Combinatorial Approach

We calculate the number of unique paths using combinations:

[ \text{uniquePaths} = C(m+n-2, m-1) = \frac{(m+n-2)!}{(m-1)!(n-1)!} ]

This can be calculated more efficiently by cancelling terms:

C++ Code

#include <vector>
using namespace std;

int uniquePaths(int m, int n) {
    long long int paths = 1;
    for (int i = 1; i <= m - 1; i++) {
        paths = paths * (n - 1 + i) / i;
    }
    return (int)paths;
}

Java Code

class Solution {
    public int uniquePaths(int m, int n) {
        long paths = 1;
        for (int i = 1; i <= m - 1; i++) {
            paths = paths * (n - 1 + i) / i;
        }
        return (int)paths;
    }
}

Time and Space Complexity Analysis

  • Dynamic Programming Solution:

    • Time Complexity: (O(m \times n)) because we fill m*n cells in the table.
    • Space Complexity: (O(m \times n)) for storing the DP table.
  • Combinatorial Solution:

    • Time Complexity: (O(\min(m, n))), since we compute up to m-1 or n-1 factors.
    • Space Complexity: (O(1)) as we use only a constant amount of extra space.

Common Mistakes to Avoid

  • Misunderstanding grid boundaries: Always ensure that index operations stay within the boundaries of the grid.
  • Not initializing the base cases correctly for the dynamic programming table: The first row and column should be fully initialized with 1s.
  • Handling large numbers in combinatorial approach: Use long data types to handle larger intermediate results while computing factorials to avoid overflow.

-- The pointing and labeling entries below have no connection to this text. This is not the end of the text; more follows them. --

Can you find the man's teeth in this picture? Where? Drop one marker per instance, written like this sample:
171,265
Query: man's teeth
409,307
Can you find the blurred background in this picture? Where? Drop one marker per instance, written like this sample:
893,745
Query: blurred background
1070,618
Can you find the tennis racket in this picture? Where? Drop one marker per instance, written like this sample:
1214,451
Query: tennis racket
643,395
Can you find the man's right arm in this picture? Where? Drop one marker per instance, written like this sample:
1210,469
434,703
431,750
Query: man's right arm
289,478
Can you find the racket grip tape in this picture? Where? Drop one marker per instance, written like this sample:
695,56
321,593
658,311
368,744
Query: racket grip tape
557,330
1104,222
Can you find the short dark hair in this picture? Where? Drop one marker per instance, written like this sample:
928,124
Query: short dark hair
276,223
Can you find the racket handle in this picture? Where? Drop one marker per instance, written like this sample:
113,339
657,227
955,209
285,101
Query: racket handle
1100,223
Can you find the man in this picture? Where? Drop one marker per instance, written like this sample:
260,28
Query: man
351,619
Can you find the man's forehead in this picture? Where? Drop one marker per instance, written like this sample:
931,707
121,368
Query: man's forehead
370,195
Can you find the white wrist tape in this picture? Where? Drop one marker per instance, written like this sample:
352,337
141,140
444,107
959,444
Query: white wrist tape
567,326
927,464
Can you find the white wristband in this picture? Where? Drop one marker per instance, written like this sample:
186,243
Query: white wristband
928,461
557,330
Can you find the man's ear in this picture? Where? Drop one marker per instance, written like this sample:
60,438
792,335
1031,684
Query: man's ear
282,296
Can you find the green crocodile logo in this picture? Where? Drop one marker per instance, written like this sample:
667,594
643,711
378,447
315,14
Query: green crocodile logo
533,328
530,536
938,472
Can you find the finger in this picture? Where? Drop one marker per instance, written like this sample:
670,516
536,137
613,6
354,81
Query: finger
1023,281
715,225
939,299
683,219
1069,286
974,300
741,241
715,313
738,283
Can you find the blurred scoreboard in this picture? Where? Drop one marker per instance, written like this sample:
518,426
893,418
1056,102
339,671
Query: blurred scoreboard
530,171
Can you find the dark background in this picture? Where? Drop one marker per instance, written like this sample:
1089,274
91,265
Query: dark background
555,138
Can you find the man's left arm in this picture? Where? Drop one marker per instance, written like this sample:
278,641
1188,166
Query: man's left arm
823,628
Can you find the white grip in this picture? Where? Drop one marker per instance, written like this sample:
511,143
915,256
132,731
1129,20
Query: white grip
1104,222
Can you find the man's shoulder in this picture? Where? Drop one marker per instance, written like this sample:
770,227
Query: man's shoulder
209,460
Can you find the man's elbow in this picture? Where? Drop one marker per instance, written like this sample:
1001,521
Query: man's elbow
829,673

Similar Problems on LeetCode

  1. 62. Unique Paths II: Variant with obstacles.
  2. 63. Minimum Path Sum: Finding the path with the minimum sum.
  3. 64. Grid Unique Paths: A similar problem but optimized for different grid constraints.

Additional Resources and References

  • Consider exploring texts on dynamic programming such as "Introduction to Algorithms" by Cormen et al. for a deeper understanding.
  • For combinatorics, "Concrete Mathematics" by Graham, Knuth, and Patashnik offers foundational insights on combinatorial solutions.

By approaching this problem with both dynamic programming and combinatorial methods, we gain a versatile toolkit for tackling similar path-finding challenges in grid-based problems.